You get what you pay for

By Reg Rumney

I have been ripped off – not once, but many times. And to my shame I didn’t even know it at the time. I am one of the many people tempted by the cheapness of the TDK tapes on offer from roadside hawkers. It is a brand known for its quality worldwide.

Astonished at the apparent rapacity of the retailers who sell these blank tapes for R10 or more apiece, I have been happy to strike a blow for consumer choice by using informal channels such as flea markets. And it’s testimony to the quality of my tape deck or the deficiency of my hearing that I have not, consciously anyway, noticed the difference between the pirate TDK tapes I have been buying and the real thing.

When I have encountered actual problems, such as a tape that almost jammed my car radio-cassette player, or another that rattled like a snare drum when rewound, I have put it down to a defective batch at the TDK factory in Japan. And that is exactly the kind of reaction that concerns the distributors.

You would think it simple to tell a counterfeit blank tape from a genuine one. Not so. Had Frank & Hirsch TDK product manager Ockert van Niekerk not alerted me I would never have known the difference.

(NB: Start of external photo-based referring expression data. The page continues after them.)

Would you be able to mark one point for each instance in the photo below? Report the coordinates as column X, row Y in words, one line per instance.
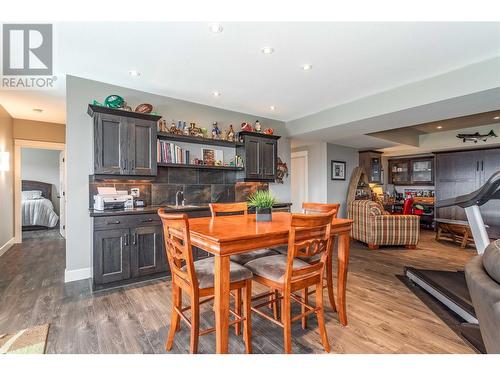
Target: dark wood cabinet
column 411, row 171
column 260, row 155
column 111, row 256
column 371, row 161
column 124, row 142
column 462, row 172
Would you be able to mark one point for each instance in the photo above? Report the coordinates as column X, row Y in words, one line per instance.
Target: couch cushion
column 273, row 267
column 491, row 260
column 247, row 257
column 205, row 272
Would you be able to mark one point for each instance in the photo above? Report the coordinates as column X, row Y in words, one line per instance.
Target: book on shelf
column 170, row 153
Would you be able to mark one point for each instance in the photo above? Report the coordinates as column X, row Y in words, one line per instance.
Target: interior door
column 299, row 180
column 142, row 142
column 62, row 193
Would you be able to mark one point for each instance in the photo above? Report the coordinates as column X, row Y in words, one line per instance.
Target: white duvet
column 39, row 212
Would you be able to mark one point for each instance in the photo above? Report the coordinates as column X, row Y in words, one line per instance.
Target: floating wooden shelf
column 199, row 140
column 195, row 166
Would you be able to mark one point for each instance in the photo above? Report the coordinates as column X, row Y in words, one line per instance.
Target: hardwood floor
column 384, row 315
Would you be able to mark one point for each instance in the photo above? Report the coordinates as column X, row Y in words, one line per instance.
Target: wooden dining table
column 224, row 236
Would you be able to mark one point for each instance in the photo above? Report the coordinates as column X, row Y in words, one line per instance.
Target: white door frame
column 18, row 145
column 303, row 154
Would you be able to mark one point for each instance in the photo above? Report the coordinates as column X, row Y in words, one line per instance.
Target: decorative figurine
column 215, row 130
column 257, row 126
column 230, row 134
column 246, row 127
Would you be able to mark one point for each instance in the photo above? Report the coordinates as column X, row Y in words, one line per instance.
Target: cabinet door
column 268, row 159
column 147, row 253
column 142, row 148
column 489, row 165
column 110, row 144
column 456, row 174
column 252, row 157
column 111, row 255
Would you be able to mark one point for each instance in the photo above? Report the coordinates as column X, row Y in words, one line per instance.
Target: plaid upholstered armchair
column 374, row 226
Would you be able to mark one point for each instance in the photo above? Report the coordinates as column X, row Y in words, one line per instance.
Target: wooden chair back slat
column 178, row 247
column 315, row 239
column 216, row 208
column 310, row 207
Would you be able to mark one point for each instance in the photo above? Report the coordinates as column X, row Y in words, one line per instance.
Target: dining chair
column 240, row 207
column 311, row 208
column 197, row 280
column 309, row 236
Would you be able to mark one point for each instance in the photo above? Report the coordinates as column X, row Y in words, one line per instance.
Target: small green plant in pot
column 263, row 201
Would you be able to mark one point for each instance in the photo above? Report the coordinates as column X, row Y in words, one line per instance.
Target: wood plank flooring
column 384, row 315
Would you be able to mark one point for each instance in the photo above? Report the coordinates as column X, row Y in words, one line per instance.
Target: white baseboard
column 79, row 274
column 7, row 246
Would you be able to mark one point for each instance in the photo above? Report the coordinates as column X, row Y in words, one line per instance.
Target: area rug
column 31, row 340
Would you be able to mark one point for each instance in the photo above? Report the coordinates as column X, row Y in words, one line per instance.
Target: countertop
column 154, row 209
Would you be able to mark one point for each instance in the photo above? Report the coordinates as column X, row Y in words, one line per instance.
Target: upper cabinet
column 260, row 155
column 371, row 161
column 124, row 142
column 411, row 171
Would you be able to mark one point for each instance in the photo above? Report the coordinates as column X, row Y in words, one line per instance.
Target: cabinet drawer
column 125, row 221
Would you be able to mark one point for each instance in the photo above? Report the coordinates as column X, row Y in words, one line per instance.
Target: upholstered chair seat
column 205, row 272
column 273, row 267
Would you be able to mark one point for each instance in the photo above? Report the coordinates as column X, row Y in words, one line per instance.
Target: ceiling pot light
column 267, row 50
column 216, row 28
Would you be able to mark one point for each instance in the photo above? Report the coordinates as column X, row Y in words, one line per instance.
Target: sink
column 187, row 206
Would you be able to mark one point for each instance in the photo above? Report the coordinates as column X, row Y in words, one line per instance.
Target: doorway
column 300, row 180
column 39, row 189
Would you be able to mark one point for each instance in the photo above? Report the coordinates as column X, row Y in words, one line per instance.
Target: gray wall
column 42, row 165
column 79, row 93
column 337, row 190
column 6, row 179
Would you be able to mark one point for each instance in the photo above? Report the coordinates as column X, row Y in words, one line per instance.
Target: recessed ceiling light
column 267, row 50
column 216, row 28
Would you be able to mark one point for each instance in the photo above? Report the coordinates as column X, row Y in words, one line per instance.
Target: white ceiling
column 187, row 61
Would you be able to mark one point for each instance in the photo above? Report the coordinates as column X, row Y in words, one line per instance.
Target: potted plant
column 263, row 201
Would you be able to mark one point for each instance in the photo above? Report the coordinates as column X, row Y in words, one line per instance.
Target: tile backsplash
column 200, row 186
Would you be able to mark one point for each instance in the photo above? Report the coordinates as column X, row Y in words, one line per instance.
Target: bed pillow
column 32, row 194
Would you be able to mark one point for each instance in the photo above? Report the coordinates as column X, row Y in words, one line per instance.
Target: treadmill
column 450, row 287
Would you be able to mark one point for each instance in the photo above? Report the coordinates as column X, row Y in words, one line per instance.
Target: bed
column 36, row 205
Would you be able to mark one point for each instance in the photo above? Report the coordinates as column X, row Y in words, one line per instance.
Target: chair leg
column 195, row 325
column 329, row 283
column 286, row 319
column 276, row 306
column 174, row 317
column 237, row 310
column 247, row 324
column 305, row 296
column 321, row 317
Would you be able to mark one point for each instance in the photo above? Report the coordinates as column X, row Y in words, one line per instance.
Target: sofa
column 375, row 227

At first I was suspicious that Van Niekerk’s warning might be a scare story put out by the distributor to squash sales of tapes brought in by other channels. And I must emphasise I do have in my possession perfectly acceptable, genuine blank TDK tapes bought cheaply from flea markets and the like. The problem is the existence of counterfeit tapes tends to put a damper on bargain- hunting. How do you tell a tape is counterfeit?

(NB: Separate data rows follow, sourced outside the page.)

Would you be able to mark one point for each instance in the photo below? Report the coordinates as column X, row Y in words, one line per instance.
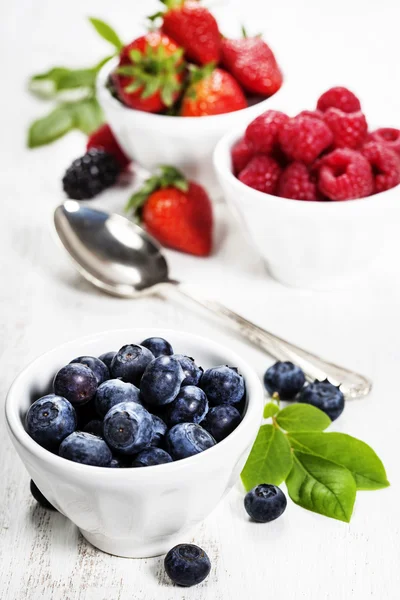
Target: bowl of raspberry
column 135, row 435
column 316, row 192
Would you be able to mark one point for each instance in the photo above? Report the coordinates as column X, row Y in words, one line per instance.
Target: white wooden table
column 44, row 303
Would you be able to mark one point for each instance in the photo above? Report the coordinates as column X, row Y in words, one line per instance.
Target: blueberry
column 76, row 382
column 49, row 420
column 128, row 428
column 87, row 449
column 39, row 497
column 161, row 381
column 187, row 439
column 221, row 421
column 158, row 346
column 107, row 357
column 284, row 379
column 193, row 373
column 265, row 503
column 150, row 457
column 187, row 564
column 325, row 396
column 99, row 369
column 130, row 362
column 223, row 385
column 190, row 406
column 112, row 392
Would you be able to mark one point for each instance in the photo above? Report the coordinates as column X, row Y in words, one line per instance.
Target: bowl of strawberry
column 316, row 191
column 171, row 93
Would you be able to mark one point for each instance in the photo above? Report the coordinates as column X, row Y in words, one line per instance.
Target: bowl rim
column 252, row 415
column 222, row 152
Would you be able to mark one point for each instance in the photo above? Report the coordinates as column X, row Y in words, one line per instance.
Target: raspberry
column 262, row 133
column 339, row 97
column 345, row 174
column 349, row 129
column 103, row 139
column 241, row 155
column 262, row 173
column 385, row 165
column 296, row 182
column 388, row 136
column 304, row 138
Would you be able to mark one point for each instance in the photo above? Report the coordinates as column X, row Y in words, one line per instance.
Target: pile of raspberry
column 321, row 155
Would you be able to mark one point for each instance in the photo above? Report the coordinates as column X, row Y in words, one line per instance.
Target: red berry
column 341, row 98
column 103, row 139
column 296, row 182
column 262, row 133
column 345, row 174
column 349, row 129
column 262, row 173
column 388, row 136
column 241, row 155
column 304, row 138
column 385, row 165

Van Niekerk stresses that the first indication a tape is counterfeit is too low a price. ”Any TDK D60 you buy for around R5 or less is bound to be counterfeit.” The outside packaging of counterfeit tapes ranges from the convincing, he says, to such poor quality that it is surprising people are fooled. But it is only on examining the actual cassette that one can be sure.

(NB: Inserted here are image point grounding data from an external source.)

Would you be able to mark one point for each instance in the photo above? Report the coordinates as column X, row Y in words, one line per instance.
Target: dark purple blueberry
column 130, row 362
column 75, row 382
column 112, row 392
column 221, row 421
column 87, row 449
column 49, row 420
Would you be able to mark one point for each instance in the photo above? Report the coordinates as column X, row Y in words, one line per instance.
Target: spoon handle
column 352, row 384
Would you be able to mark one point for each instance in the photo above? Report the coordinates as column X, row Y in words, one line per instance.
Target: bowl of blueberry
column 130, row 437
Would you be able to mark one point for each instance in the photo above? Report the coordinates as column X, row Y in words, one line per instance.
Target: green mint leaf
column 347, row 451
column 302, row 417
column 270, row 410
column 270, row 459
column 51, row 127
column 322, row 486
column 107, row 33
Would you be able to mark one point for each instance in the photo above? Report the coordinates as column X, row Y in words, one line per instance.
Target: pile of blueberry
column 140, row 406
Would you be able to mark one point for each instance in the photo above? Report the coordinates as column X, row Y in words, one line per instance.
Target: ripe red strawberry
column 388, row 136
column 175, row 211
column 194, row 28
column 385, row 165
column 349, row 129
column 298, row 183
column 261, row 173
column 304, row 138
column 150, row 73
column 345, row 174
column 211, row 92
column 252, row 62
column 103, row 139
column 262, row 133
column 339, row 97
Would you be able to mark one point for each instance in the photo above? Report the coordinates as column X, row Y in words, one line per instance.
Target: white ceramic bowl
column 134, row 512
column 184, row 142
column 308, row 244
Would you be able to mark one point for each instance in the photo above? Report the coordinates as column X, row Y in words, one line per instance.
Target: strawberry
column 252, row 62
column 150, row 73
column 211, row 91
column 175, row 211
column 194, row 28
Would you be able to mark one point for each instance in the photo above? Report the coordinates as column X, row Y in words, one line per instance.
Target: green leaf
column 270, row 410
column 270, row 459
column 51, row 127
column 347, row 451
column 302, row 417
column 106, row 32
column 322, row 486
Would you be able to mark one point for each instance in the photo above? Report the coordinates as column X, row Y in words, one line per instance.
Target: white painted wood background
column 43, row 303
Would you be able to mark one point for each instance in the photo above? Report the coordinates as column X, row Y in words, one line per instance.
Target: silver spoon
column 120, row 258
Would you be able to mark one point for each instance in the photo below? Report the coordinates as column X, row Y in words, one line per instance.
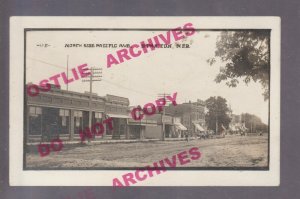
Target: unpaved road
column 232, row 151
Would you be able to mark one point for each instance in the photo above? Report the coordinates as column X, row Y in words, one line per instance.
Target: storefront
column 60, row 114
column 180, row 130
column 117, row 108
column 137, row 128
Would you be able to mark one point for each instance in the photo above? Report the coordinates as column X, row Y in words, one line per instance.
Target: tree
column 245, row 55
column 217, row 113
column 253, row 123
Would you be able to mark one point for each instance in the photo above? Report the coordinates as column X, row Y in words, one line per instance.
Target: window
column 98, row 115
column 65, row 121
column 34, row 111
column 35, row 120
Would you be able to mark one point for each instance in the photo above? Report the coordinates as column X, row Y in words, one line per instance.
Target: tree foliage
column 254, row 122
column 245, row 55
column 217, row 110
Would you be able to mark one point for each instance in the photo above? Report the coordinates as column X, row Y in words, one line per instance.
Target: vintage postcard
column 144, row 101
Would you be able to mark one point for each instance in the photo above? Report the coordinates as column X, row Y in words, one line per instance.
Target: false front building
column 191, row 115
column 63, row 114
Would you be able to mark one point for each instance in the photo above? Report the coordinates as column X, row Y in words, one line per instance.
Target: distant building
column 191, row 114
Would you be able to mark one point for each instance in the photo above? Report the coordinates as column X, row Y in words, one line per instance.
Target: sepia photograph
column 218, row 81
column 147, row 98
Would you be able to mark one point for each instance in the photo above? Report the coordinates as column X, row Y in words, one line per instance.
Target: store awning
column 117, row 116
column 180, row 126
column 198, row 127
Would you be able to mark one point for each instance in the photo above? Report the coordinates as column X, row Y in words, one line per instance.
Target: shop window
column 78, row 122
column 64, row 122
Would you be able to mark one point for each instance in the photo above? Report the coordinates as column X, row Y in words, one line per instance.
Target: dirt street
column 232, row 151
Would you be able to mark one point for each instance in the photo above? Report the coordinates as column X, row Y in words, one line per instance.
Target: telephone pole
column 163, row 114
column 96, row 74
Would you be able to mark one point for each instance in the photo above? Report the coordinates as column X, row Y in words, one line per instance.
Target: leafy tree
column 254, row 122
column 245, row 55
column 217, row 110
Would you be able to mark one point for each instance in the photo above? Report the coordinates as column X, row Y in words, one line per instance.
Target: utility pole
column 163, row 115
column 96, row 74
column 216, row 124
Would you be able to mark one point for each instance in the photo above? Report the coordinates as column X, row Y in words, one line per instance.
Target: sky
column 141, row 79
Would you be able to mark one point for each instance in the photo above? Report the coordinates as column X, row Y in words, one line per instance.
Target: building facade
column 63, row 114
column 191, row 114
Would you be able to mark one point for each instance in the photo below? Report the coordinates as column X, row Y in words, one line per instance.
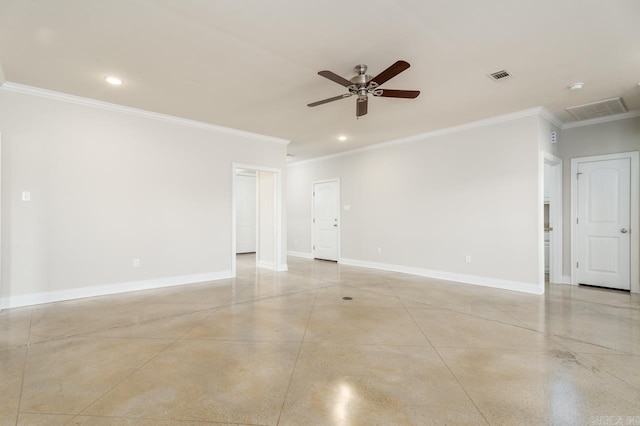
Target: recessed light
column 113, row 80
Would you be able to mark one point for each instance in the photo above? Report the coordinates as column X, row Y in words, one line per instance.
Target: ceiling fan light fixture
column 113, row 80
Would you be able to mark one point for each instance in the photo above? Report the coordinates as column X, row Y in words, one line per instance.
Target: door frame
column 313, row 225
column 278, row 264
column 257, row 196
column 634, row 225
column 555, row 217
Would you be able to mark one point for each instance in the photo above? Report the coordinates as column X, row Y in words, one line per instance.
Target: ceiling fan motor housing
column 363, row 84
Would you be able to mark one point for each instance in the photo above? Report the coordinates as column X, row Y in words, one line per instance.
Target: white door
column 603, row 231
column 326, row 204
column 245, row 214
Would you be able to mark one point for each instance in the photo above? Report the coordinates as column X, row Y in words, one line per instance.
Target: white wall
column 429, row 203
column 266, row 218
column 596, row 139
column 109, row 186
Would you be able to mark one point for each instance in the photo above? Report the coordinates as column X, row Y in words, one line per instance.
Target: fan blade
column 335, row 78
column 407, row 94
column 335, row 98
column 390, row 72
column 361, row 107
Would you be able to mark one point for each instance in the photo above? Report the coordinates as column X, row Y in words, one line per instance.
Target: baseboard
column 450, row 276
column 300, row 254
column 264, row 264
column 103, row 290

Poor quality in some of the components is visible, such as the use of flimsy metal — or even cardboard instead of metal, says Van Niekerk — for the strip onto which is fixed the felt pad that presses the tape against the tape recorder’s recording and playback head.

Crucially, he says, the quality of the tape itself, the medium of sound reproduction, does not match TDK’s high quality. This is the rub. The target market of the informal sector is not as sophisticated as audiophiles are, and ordinary people are likely to be satisfied with some sort of reproduction, Van Niekerk says.

To test Frank & Hirsch’s claims about pirate tapes, I bought a TDK J90 tape for R7,50 and what purported to be a TDK D60 for R4,50 from a hawker. At the same time, I bought a TDK D60 from the CNA for R9,95. The cheap D60 is obviously fake. The J90 is obviously genuine. The J90 should not cost much more than the D60, which is a more expensive range. The J90 differs from D60 in being cheaper in construction, and is clearly an attempt by TDK to provide a more affordable alternative to its other ranges. Unlike both D60 tape cassettes, the two halves of the J90 cassette shell, which contains the spool of tape and take-up reel, are joined together not by screws but simply fastened together at several points where the screws should be. This makes it virtually impossible to fix a tape break. But the J90 is genuine.

The cheap D60 is an excellent copy, only given away by fine details which are often not obvious unless a comparison is made with a genuine TDK tape.